One of his first celebrated works, the piano suite Miroirs, includes Alborada del gracioso, which he later arranged for a full orchestra. This piece comprises a technically complex yet enticing set of melodies that turn the piano into some sort of marvelous guitar.

It is important to highlight Ravel’s take on the translation of the term “gracioso” when he was about to perform this piece in the United States: “The gracioso of Spanish comedy is a rather special character and one of which, so far as I know, is not found in any other theatrical tradition. We do have some sort of equivalent in the French theater: Beaumarchais’s Figaro. But he’s more philosophical, less well-meaning than his Spanish ancestor. The simplest thing, I think, is to follow the title with the rough translation ‘Morning Song of the Clown’ [Aubade du bouffon]. That will be enough to explain the piece’s humoristic style.”

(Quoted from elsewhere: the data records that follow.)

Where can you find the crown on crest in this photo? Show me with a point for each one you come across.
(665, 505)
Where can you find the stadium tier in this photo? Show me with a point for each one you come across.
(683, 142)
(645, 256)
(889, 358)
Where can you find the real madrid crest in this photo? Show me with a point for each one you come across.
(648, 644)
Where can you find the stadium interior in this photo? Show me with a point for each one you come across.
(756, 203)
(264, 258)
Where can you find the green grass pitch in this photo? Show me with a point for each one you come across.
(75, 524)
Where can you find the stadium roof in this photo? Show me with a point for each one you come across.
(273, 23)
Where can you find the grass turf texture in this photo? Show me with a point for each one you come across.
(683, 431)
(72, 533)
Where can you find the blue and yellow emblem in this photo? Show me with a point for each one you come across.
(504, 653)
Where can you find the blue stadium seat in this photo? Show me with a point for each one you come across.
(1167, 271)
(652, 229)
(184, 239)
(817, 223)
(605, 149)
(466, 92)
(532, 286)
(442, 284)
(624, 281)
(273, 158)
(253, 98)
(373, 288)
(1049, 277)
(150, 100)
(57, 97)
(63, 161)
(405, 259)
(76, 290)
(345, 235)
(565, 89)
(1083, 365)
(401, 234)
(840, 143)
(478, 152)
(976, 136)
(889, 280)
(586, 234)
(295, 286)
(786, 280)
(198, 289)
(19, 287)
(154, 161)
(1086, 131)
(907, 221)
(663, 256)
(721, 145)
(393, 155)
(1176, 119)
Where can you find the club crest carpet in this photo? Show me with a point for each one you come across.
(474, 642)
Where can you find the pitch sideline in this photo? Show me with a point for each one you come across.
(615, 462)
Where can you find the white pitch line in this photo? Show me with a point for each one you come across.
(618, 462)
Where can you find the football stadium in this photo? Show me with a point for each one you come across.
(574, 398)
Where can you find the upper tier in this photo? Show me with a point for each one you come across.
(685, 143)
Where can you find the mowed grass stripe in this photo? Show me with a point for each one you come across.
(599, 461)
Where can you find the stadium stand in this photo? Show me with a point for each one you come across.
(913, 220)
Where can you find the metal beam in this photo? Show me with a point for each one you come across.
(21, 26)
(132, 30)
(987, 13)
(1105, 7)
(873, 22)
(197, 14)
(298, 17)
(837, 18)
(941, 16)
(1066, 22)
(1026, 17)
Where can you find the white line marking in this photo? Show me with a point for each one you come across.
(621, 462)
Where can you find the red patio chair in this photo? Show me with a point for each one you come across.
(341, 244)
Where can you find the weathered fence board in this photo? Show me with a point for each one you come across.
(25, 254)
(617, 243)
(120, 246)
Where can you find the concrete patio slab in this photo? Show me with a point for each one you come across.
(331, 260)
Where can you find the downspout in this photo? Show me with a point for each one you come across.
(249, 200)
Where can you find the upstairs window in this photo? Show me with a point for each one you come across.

Long story short, for Ravel “gracioso” possesses rather a connotation of playfulness than mere comedy, and one can definitely confirm this trait when you listen to this graceful music. 

L’heure espagnole was another very important work in the Ravel catalogue. This operetta, even when it was harshly criticized at the time of its premiere, later became one of the most relevant vocal works of the French composer. Francis Poulenc even called it “a miraculous masterpiece”.

As to his intentions with this piece, Ravel acknowledged: “What I’ve tried to do is fairly ambitious: to breathe new life into the Italian opera buffa: following only the principle… the French language, like any other, has its accents and inflections of pitch… I wanted to express irony through the music above all, through harmony, rhythm and orchestration, and not, as in operetta, through arbitrary and ridiculous verbal pyrotechnics… The modern orchestra seemed to me perfectly designed for underlining and exaggerating comic effects.”

On L’heure espagnole many have pointed out the picaresque elements of Spanish culture, where emotions are hardly constrained and hence run free -with all that that implies. In this regard, as listeners we should admire the inclusion of Spanish elements as a provider of joy, which is one of the most distinctive traits in Ravel’s music.

One of the last pieces Ravel was able to compose while under the sorrowful effects of his brain disease was Don Quichotte à Dulcinée, a song cycle in which Ravel chose three Spanish rhythms for each of the songs to accentuate the whimsical profile of the main character. The first is a guajira, the second is a zortzico, and the last one features the intricate metric of the jota.

In this blog I have always been an advocate of Maurice Ravel, my favorite composer. And I have always encouraged you to listen to his music. Besides pointing out the influence of Spanish music in the French’s repertoire, with this post I also aspire to build yet another argument to invite you to delve into his fascinating music. Spanish tunes have always been fun to listen to, so I really hope that it becomes a gateway so you can enter the world that only Ravel was able to craft and which has given me so much pleasure.